Former BLM staffers are also concerned. “As they say, if you’re not sitting at the table, you’re on the menu,” says Bob Moore, the Colorado state representative of the Public Lands Foundation, a nonprofit advocacy group made up of former BLM employees. In a September 25 letter to the Senate Appropriations Committee, they said the move would be “disastrous for the BLM, its stakeholders, and the American people.” The effect, they believe, will be to consolidate power with political appointees instead of experienced staffers.
Moore says he’s never seen anything like this disregard for due process in more than 60 years of involvement with the BLM. He started working there in 1955 as a field technician in Coos Bay, Oregon, and served as assistant director for coal management in D.C. and as Colorado state director. He knows how the agency’s parts work together. This move, he says, “takes away the capability for seasoned professional resource managers to interact with each other in a multidisciplinary way to coordinate with other agencies, like the Forest Service, Parks, and Fish and Wildlife, and to work with congressional committees, which is a fairly standard part of the business. It’s ill-advised unless your objective is to get rid of monuments and sell more oil and gas leases.”
Of all the land management agencies under Interior, the BLM has always hewed closest to industrialization. It manages 700 million acres of subsurface mineral rights, and it’s sometimes, in jest, called the Bureau of Logging and Mining. “It’s not the Park Service,” Moore says. “It’s an agency that’s very much in the business of using resources. But a big part of that is multiple-use planning and federal policy.” For instance, the BLM team that manages Environmental Impact Statements and National Environmental Policy Act compliance will be fractured by the move. Moore says he’s also worried about the loss of institutional knowledge. When the Department of Agriculture moved to Kansas City earlier this year, two-thirds of staffers, including many scientists and researchers, didn’t follow.
I’ve spent a lot of time in the chalky plateaus north of Grand Junction, and I know how important it is to listen to the locals who impact, and are impacted by, the way the landscape is used. But with public advisory committees diminished, I don’t think moving the office there will bring more local input. I’m worried about the potential mismanagement of public lands and the big-picture lack of regard for the system. Effective government comes from collaboration and institutional knowledge. Even if you believe in small government and letting states make decisions about the issues that affect them, there has to be some level of communication.
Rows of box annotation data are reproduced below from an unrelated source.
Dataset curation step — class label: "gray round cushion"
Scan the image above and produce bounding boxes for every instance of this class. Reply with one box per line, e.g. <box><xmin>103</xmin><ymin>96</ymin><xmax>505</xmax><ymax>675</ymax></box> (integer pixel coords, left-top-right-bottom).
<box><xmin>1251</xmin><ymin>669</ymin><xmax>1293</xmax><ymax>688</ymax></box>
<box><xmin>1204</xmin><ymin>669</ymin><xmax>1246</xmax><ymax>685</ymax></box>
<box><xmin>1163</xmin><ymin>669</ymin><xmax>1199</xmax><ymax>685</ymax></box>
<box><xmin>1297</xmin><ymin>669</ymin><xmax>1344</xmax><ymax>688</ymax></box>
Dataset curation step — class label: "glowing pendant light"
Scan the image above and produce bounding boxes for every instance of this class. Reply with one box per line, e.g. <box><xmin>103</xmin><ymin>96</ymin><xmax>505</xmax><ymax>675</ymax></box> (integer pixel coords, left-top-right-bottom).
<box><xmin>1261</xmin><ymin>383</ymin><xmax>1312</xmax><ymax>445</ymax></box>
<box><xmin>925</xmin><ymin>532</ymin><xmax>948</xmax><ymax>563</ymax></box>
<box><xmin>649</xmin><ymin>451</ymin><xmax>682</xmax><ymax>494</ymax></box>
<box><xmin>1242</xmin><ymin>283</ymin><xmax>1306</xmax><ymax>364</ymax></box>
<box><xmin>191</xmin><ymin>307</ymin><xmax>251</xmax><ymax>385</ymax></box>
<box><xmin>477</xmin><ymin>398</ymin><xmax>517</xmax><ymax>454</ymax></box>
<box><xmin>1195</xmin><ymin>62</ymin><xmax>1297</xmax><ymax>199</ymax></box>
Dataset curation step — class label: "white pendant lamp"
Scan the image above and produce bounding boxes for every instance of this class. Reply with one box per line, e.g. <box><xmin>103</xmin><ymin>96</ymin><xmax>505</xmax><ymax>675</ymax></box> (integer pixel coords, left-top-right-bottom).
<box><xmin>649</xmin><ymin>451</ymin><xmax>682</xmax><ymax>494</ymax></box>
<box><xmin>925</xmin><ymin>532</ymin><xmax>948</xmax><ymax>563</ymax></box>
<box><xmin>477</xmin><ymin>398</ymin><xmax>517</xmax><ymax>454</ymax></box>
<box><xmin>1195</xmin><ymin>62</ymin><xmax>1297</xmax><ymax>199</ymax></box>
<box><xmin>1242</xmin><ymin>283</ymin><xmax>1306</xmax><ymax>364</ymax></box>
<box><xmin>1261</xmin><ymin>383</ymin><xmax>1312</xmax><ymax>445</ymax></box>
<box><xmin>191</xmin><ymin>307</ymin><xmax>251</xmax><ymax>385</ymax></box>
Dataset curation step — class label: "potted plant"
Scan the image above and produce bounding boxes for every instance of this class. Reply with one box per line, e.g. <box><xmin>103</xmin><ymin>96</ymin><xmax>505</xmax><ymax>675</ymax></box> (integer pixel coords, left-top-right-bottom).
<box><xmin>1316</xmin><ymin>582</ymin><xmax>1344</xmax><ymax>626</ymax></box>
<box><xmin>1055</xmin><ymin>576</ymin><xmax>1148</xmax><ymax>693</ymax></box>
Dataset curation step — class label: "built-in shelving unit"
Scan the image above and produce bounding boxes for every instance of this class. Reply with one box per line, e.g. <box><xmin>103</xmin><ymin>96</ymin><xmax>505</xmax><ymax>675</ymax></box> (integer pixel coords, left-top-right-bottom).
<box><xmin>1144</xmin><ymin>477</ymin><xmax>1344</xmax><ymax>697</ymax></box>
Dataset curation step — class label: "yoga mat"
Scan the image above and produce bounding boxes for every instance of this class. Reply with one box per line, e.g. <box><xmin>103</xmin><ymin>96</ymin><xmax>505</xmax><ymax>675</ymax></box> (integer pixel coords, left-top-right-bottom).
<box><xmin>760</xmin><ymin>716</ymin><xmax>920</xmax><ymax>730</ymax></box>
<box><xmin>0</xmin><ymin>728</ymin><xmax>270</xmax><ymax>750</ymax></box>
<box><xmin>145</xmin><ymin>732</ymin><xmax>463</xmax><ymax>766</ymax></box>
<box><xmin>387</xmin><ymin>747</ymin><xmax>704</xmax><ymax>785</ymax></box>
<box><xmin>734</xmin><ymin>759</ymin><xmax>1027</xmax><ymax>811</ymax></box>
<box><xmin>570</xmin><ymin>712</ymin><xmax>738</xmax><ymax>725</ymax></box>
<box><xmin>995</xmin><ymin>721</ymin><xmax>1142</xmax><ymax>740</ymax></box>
By evacuating their D.C. headquarters, ignoring public and staff input, and making changes that will likely lose institutional knowledge, the move puts a lot of power into the hands of very few people, many of whom have long-standing ties to the extraction industry and track records of undercutting the mission they’re supposed to uphold. The vast majority of Americans—93 percent, according to a 2016 Harvard study—are in favor of protecting public lands. But so far, this administration has done the opposite.
Grijalva says that a big part of federal policy is precedent, setting down guidelines for the way the country moves forward. This move sets a troubling precedent, because it comes with a flagrant lack of accountability to the American people and our representatives in Congress. It’s not just about public land, as important as that is. It’s about the way the current Interior administration is ignoring all the rules.